BOSTON — The Funny Newz has recently tackled one of humanity’s most persistent spiritual questions: why aren’t everyone’s prayers being answered?
Is it because God does not care? Is it because mortals ask for too much? Is it because three separate people prayed for opposite teams to win the same football game?
According to Rev. Lou McKenna of the Fox Mulder Church in Boston, the answer is far less cataclysmic.
God is simply not great with computers.
“Even with the latest MS Prayer software installed on His PC, God seems to have no idea how to operate it,” McKenna said. “As a monotheistic deity, He appears especially drawn to the solitaire game that came pre-installed on the machine. That may explain why so many prayers feel like they’re sitting unread.”
Bandwidth, Not Benevolence
McKenna insists unanswered prayers are not caused by divine indifference, but by technical limitations.
“You have to understand that server capacity in heaven is limited,” he said. “It’s more about bandwidth than benevolence.”
According to McKenna, the situation is comparable to opening Outlook in the morning and finding four billion unread emails, not counting spam, duplicate requests, and messages flagged as urgent because someone wants better parking at Target.
“That gives you a sense of the problem,” he said. “Now imagine half of those emails are asking for lottery numbers, weight loss without exercise, or for the Steelers to cover the spread.”
MS Prayer Still Underused
McKenna says the latest version of MS Prayer includes several helpful filtering tools that could significantly reduce the celestial workload.
The software can reportedly identify and sort common prayer categories, including sports victories, job promotions, awkward blind dates, and requests beginning with the phrase “I know I don’t usually ask for much.”
“Sports-related prayers alone account for a shocking amount of server traffic,” McKenna said. “Then you have promotion requests, relationship requests, and people asking for traffic lights to turn green because they left late.”
Self-centered prayers make up much of the remaining backlog, making it difficult for heavenly staff to locate the requests genuinely focused on compassion, healing, forgiveness, or helping someone else.
“The software can filter that,” McKenna said. “But someone has to click the button.”
Cloud-9 IT Department Under Scrutiny
McKenna also points to what he calls “a troubling reluctance toward new technology among senior management at Cloud-9.”
He specifically cited St. Peter, Heaven’s longtime gatekeeper and nominal IT administrator, who has allegedly resisted all attempts to improve his computer skills.
“St. Peter still prints emails,” McKenna said. “That tells you everything.”
Sources familiar with Cloud-9 operations say Peter remains skeptical of software updates, cloud migration, and anything requiring two-factor authentication. He is, however, reportedly very comfortable monopolizing the Xbox whenever a new Madden game is released.
“He says he’s testing morale systems,” one angelic intern said. “But mostly he plays franchise mode.”
Spam Remains a Major Problem
Heavenly spam filters are also reportedly overwhelmed.
McKenna claims a growing number of prayer requests are actually automated messages, scam petitions, or suspicious miracle-forwarding chains.

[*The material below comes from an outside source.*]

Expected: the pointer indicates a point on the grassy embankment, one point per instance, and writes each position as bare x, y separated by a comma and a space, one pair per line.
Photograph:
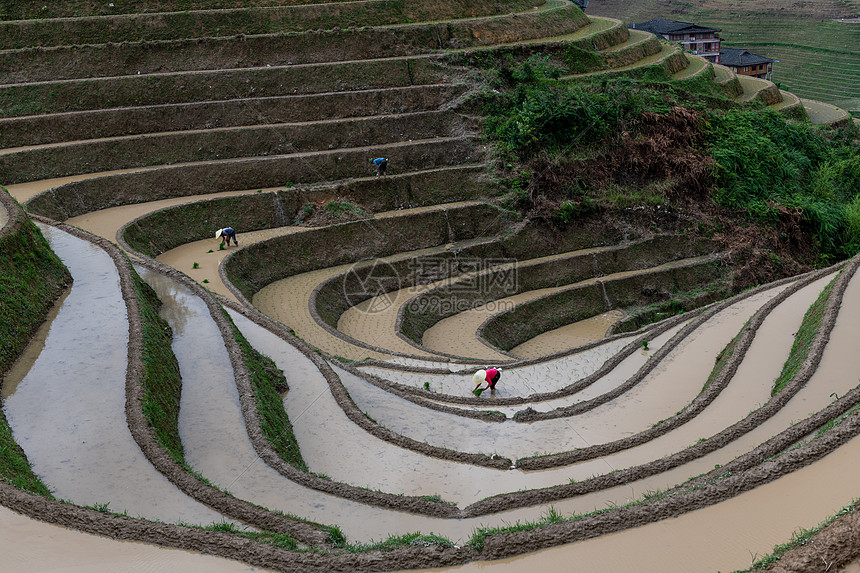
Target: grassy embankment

“Every day, the system gets thousands of messages saying, ‘Forward this prayer to ten people or lose your blessing,’” McKenna said. “Those are not helping.”
Other problematic requests include vague subject lines, all-caps pleas, and prayers sent repeatedly because the petitioner was unsure whether the first one “went through.”
“God sees the first request,” McKenna said. “The other 47 just create duplicate tickets.”
AI Confession Program Coming Soon
When he is not rebooting crashed souls in his parish, McKenna says he is working to modernize church operations.
His latest initiative is a controversial program offering confessions through an AI chatbot.
Parishioners would simply message their transgressions, and the chatbot would analyze the situation, identify recurring moral patterns, and suggest an appropriate penance.
“AI isn’t just for resumes and cover letters,” McKenna said. “It can also tell you that stealing your neighbor’s Wi-Fi and lying about it during Lent may require more than three Hail Marys.”
Early testers say the chatbot is promising but still imperfect. One parishioner reportedly confessed to envy and received a recipe for banana bread. Another admitted to gossip and was advised to update Windows.
“We’re working out the bugs,” McKenna said. “Salvation has always required patience.”
Hope for an Upgrade
Despite the technical challenges, McKenna remains optimistic that Heaven’s prayer-management system can improve.
He says the key is better filtering, modernized infrastructure, and possibly moving God away from solitaire during peak prayer hours.
“People should not lose faith,” McKenna said. “Their prayers are not being ignored. They may simply be waiting in a very large inbox next to seven billion messages labeled ‘miscellaneous.’”
At press time, Heaven’s IT department had reportedly announced a temporary service interruption for “scheduled maintenance, eternal upgrades, and one very stubborn printer.”
Editor’s Note: The Funny Newz is satire. Please do not submit duplicate prayers, open suspicious miracle attachments, or ask St. Peter for technical support during football season.